Reputation: 163
I have a question about how to pivot the table in MySQL. I have a dataset, columns like this:
ID Name job_title
1 Sam Fireman
2 Tomas Driver
3 Peter Fireman
4 Lisa Analyst
5 Marcus Postman
6 Stephan Analyst
7 Mary Research Manager
8 Albert Analyst
9 Chen Driver
...etc...
And I want to generate a table like this:
Fireman Driver Analyst Postman Research Manager ...
Sam Tomas Lisa Marcus Mary
Peter Chen Stephan (someone) (someone)...
....etc...
Since, this is just a sample from the datasets, so I may not know how much different job titles in the dataset. The goal is to list every person in the different job title columns.
Is there any methods to do that? Or is it possible to generate such table in MySQL? An engineer told me that it can done by creating a view, but I do not know how. I read some books, and still confused.
Any ideas and SQL queries guides are welcome!
Upvotes: 11
Views: 21871
Reputation: 1800
This solution perfectly matches my problem statement, your problem statement is similar to mine
In your case, the job title is dynamic, which means you are not sure about the possible job titles, The logic will be , get the unique job_titles and then go through all the rows using the window function.

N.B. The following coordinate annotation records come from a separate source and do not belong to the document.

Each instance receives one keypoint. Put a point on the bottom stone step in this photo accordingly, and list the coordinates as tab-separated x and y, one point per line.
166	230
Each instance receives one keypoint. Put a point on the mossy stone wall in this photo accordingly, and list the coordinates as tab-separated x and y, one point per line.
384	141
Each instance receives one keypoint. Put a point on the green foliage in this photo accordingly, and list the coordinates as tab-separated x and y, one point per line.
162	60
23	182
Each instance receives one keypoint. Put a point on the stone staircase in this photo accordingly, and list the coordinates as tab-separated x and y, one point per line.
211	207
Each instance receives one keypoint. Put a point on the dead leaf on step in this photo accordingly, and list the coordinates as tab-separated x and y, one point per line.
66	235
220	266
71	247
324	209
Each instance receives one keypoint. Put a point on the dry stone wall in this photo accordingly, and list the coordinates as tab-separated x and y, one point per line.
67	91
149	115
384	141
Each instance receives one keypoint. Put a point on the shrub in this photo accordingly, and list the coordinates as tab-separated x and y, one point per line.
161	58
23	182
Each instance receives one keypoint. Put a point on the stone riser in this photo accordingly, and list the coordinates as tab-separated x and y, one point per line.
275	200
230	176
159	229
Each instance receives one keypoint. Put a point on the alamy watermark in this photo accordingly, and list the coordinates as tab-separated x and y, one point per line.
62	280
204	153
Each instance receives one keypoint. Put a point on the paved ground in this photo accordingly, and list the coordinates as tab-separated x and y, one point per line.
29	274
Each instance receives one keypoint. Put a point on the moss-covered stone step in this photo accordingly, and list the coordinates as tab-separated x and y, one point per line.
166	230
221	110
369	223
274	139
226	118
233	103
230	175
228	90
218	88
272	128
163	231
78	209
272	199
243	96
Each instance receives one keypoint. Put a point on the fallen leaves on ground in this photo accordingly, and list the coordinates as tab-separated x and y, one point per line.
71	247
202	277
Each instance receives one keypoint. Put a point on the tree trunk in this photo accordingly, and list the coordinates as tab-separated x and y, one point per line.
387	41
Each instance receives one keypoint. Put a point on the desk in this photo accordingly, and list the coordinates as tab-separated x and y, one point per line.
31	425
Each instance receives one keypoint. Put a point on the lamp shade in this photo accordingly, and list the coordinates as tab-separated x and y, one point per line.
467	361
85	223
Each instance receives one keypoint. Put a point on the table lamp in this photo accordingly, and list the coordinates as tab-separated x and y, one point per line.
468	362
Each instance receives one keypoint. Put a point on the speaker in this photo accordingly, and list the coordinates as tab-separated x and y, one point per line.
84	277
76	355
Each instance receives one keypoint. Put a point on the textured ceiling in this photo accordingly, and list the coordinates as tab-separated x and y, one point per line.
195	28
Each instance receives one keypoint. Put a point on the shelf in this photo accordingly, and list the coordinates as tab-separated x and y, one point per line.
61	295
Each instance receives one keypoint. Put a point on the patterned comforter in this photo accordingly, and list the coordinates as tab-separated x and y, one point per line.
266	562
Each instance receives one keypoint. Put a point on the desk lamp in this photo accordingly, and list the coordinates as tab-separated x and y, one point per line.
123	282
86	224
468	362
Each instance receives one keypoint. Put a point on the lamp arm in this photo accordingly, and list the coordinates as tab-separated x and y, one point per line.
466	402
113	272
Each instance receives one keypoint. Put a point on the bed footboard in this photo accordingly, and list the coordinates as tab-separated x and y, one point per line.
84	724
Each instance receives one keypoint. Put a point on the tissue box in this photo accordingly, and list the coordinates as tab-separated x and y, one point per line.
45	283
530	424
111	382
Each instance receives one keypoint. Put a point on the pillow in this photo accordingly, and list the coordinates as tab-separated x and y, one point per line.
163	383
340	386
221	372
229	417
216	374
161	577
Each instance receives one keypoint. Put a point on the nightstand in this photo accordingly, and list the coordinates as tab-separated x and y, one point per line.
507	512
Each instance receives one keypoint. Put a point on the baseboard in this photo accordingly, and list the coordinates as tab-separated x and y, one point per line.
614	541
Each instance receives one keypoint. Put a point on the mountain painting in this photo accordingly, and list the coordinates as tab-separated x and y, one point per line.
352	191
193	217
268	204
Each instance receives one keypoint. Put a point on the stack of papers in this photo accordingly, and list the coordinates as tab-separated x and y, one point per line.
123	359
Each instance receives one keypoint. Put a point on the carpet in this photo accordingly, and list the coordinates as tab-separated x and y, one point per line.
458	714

To build the final query we will divide it into a few parts then we concant the query to make the final result
@sql
variableROW_NUMBER() OVER (PARTITION BY job_title ORDER BY Name) AS row_num
to check the number of repetitions and stored this query in @main_query
and concat with @sql
SET @sql = NULL;
#Step 1: Build the SELECT statement dynamically
SELECT GROUP_CONCAT(
CONCAT(
'COALESCE(MAX(CASE WHEN job_title = ''', job_title, ''' THEN Name END), ''(Someone)'') AS `', job_title, '`'
)
) INTO @sql
FROM (SELECT DISTINCT job_title FROM pivot_table) AS t;
# Step 2: Combine it into the final query with a CTE
SET @main_query = CONCAT(
'WITH base AS (
SELECT
Name,
job_title,
ROW_NUMBER() OVER (PARTITION BY job_title ORDER BY Name) AS row_num
FROM pivot_table
)
SELECT row_num, ',
@sql,
' FROM base
GROUP BY row_num
ORDER BY row_num;'
);
#show the final query, it won't execute here you can remove this line of you want
select @main_query;
# Step 3: Prepare and execute the dynamic SQL
PREPARE stmt FROM @main_query;
EXECUTE stmt;
DEALLOCATE PREPARE stmt;
our final query will be built like this
WITH base AS (
SELECT
Name,
job_title,
ROW_NUMBER() OVER (PARTITION BY job_title ORDER BY Name) AS row_num
FROM pivot_table
)
SELECT row_num, COALESCE(MAX(CASE WHEN job_title = 'Fireman' THEN Name END), '(Someone)') AS `Fireman`,COALESCE(MAX(CASE WHEN job_title = 'Driver' THEN Name END), '(Someone)') AS `Driver`,COALESCE(MAX(CASE WHEN job_title = 'Analyst' THEN Name END), '(Someone)') AS `Analyst`,COALESCE(MAX(CASE WHEN job_title = 'Postman' THEN Name END), '(Someone)') AS `Postman`,COALESCE(MAX(CASE WHEN job_title = 'Research' THEN Name END), '(Someone)') AS `Research`
FROM base
GROUP BY row_num
ORDER BY row_num;
Upvotes: 0
Reputation: 1
Without using table view, you can get the table using SQL CTE(Common Table Expression) and partition columns by ROW_NUMBER(). This is what I have tried out to get the table.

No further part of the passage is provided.